On February 9, just over 100 students showed up to protest the relocation agreement, according to Uniavisen.

Fears of poorer education across the country

In December, the movement presented a manifesto in the policy. New university law, refinancing of education and suspension of agreements to move study places to districts are among the requirements.

Students protest that the government is reducing study places to offer more young people, and that it affects the humanities and other fields of study to a greater extent. Salmonsen believes that it is a matter of the work management being higher for newly graduated humanities students and for other university graduates.

– I do not think it is because you do not get a job as a humanist, but that it is longer to find a real match in the labor market.

It takes place and the unification of education aimed at the labor market, students demonstrate.

– It’s about getting a job and getting high grades. But it is not the one right one way, it is several right ways. One must also keep in mind education which lies in the word education.

– The purpose of the plan is to be able to take education in several places and where you live. What do you think about that consideration?

– I understand one hundred percent of the goal, and I think it is a good political goal that you should be able to learn more places in Denmark. But when I read the agreement, that’s not what I see. The funding is too poor, and thus we get poorer education everywhere. It is more expensive to offer education in small places.

One forgets that research and educational environments take time to build up, the student leader believes.

– We must wear the long-term glasses when we choose which educations we run and create. We risk Denmark becoming poorer scientifically, says Salmonsen.

Part of several youth policy movements

The group currently has around 2400 members on Facebook. The movement is currently not very large, says Jonas Lieberkind, associate professor at Aarhus University and researcher in youth culture.

He believes we must also understand the uprising as a part of many youth political movements that are currently simmering in Denmark and elsewhere in the world.

In other words, they are writing about a larger wave of political expressions that young people currently need to express: climate, metoo, diversity discussions, increased stress among young people, competitive societies, deterioration of education and general deterioration of young people’s interests in society. Everywhere it is a huge pressure on young people.

The Social Democratic leading government, for example, has recently reduced the unemployment benefit rate for young graduates, says Lieberkind.

– But there is no doubt that the students in Denmark have also begun to take an interest in their own interests, the deterioration of education and a greater interest in the world and the future, he continues.

First big city, then education

– Their educational choice is first to move to the big city, and seconds that they will take education, says Olav W. Bertelsen about the young students.

He is an associate professor and joint shop steward for the academics at Aarhus University.
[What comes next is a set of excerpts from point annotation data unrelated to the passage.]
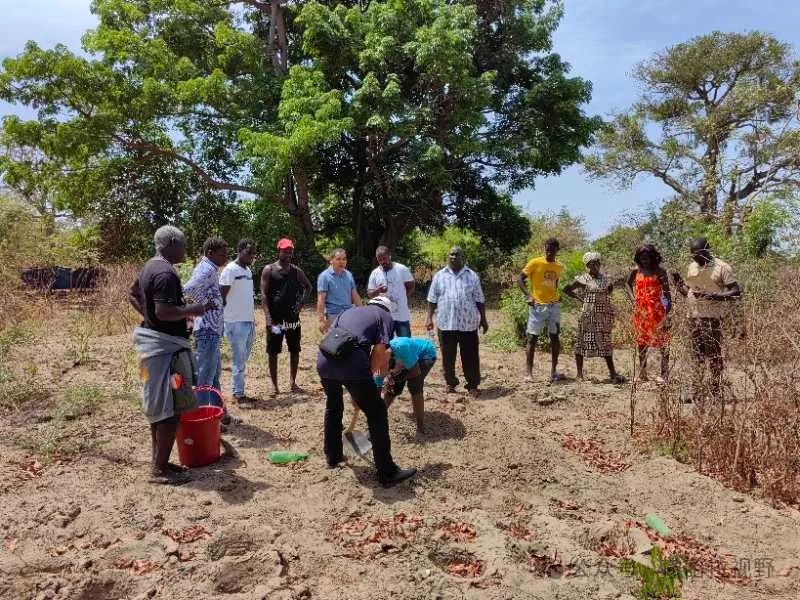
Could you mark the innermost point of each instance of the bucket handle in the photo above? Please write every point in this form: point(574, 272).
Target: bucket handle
point(209, 388)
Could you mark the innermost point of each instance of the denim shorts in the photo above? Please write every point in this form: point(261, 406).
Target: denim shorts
point(544, 315)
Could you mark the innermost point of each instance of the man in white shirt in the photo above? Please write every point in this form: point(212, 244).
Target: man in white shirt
point(395, 281)
point(457, 299)
point(236, 284)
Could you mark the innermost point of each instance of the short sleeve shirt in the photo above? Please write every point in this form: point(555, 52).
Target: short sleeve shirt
point(239, 304)
point(202, 287)
point(158, 283)
point(543, 279)
point(372, 325)
point(714, 278)
point(395, 280)
point(410, 350)
point(456, 296)
point(338, 288)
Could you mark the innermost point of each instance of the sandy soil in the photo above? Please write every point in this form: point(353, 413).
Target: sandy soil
point(504, 506)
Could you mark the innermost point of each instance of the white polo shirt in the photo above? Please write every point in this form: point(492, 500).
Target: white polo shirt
point(395, 280)
point(239, 304)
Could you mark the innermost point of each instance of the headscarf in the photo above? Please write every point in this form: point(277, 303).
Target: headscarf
point(591, 257)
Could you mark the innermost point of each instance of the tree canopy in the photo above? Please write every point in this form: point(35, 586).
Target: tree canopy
point(373, 118)
point(717, 123)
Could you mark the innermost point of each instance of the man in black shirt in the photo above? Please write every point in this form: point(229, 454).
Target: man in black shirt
point(284, 289)
point(157, 296)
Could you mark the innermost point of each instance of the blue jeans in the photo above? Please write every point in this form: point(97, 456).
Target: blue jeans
point(209, 364)
point(240, 336)
point(402, 328)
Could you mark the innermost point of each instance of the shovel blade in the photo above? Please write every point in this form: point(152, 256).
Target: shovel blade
point(358, 443)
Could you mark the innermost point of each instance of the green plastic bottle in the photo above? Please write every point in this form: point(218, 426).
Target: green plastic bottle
point(283, 457)
point(657, 524)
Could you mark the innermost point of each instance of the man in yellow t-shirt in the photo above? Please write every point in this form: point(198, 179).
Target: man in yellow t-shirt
point(539, 282)
point(710, 287)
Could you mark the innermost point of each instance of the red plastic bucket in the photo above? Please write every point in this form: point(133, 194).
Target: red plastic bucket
point(198, 433)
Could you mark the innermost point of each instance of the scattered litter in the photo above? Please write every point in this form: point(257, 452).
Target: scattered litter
point(458, 531)
point(137, 567)
point(283, 457)
point(362, 536)
point(187, 535)
point(471, 567)
point(594, 452)
point(545, 565)
point(657, 524)
point(702, 560)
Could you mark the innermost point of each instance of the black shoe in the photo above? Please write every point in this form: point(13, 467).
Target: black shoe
point(399, 476)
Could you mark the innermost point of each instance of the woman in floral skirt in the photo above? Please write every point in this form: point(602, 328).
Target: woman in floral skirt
point(594, 289)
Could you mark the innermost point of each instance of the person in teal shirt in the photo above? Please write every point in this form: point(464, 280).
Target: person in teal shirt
point(410, 360)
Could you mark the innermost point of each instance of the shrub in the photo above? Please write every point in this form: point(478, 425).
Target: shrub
point(433, 249)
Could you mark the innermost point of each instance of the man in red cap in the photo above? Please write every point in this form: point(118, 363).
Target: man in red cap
point(284, 289)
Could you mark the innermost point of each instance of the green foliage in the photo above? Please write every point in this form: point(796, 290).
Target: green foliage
point(367, 119)
point(28, 239)
point(434, 248)
point(662, 579)
point(504, 339)
point(514, 307)
point(78, 401)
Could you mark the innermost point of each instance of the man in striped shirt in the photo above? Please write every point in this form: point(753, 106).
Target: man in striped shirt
point(203, 287)
point(457, 298)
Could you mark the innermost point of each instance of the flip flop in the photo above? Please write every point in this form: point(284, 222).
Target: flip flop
point(170, 479)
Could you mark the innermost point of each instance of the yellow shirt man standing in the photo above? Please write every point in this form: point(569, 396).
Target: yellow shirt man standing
point(539, 282)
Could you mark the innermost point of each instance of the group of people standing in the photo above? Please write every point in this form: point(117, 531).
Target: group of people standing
point(709, 286)
point(382, 357)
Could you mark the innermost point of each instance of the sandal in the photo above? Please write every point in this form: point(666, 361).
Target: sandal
point(169, 479)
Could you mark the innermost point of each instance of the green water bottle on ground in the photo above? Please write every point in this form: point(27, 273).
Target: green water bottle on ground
point(657, 524)
point(283, 457)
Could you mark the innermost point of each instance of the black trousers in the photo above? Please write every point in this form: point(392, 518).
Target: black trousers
point(368, 398)
point(467, 343)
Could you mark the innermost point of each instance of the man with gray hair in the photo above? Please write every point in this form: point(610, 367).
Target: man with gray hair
point(457, 299)
point(162, 342)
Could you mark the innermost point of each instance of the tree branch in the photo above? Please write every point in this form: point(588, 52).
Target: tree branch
point(196, 168)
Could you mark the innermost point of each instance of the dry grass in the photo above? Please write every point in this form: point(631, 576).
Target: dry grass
point(752, 439)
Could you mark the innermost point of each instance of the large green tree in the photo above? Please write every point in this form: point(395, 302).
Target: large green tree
point(717, 123)
point(370, 117)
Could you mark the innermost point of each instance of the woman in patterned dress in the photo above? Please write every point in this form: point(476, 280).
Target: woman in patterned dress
point(597, 316)
point(652, 302)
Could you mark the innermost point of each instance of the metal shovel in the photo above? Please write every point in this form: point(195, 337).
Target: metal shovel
point(358, 442)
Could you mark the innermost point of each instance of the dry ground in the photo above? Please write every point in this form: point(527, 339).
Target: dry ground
point(504, 505)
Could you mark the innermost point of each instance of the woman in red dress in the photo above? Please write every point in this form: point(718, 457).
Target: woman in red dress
point(652, 302)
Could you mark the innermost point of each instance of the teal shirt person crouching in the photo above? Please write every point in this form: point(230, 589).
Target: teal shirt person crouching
point(410, 362)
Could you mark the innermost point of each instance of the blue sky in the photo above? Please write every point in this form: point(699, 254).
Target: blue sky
point(601, 39)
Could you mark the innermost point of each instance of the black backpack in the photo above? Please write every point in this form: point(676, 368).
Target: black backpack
point(338, 343)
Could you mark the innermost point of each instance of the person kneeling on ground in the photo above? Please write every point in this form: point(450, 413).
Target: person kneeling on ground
point(372, 326)
point(162, 342)
point(410, 360)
The student uprising ’22 is a broad group of students, many of whom have roots in the student councils at the universities, is the impression of Bertelsen.

Olav W. Bertelsen Photo: Aarhus University

– If you are looking to get more university education in several places, then a good starting point is to talk to the universities, and listen to the experiences they actually have with offering higher education outside the big cities.

The University of Southern Denmark, which has its main campus in Odense, for example, has several scattered departments. Aarhus University, which is Denmark’s second largest, also has a department in Herning, a medium-sized city in Central Jutland.

– But the search for the small departments is failing, because the young people would rather go to the big cities.

Bertelsen believes that it will go with large resources to establish offers that are unlikely to be successful.

– The young people take education in the small places if they do not enter the cities. And they just stay there as long as they have to, says Bertelsen.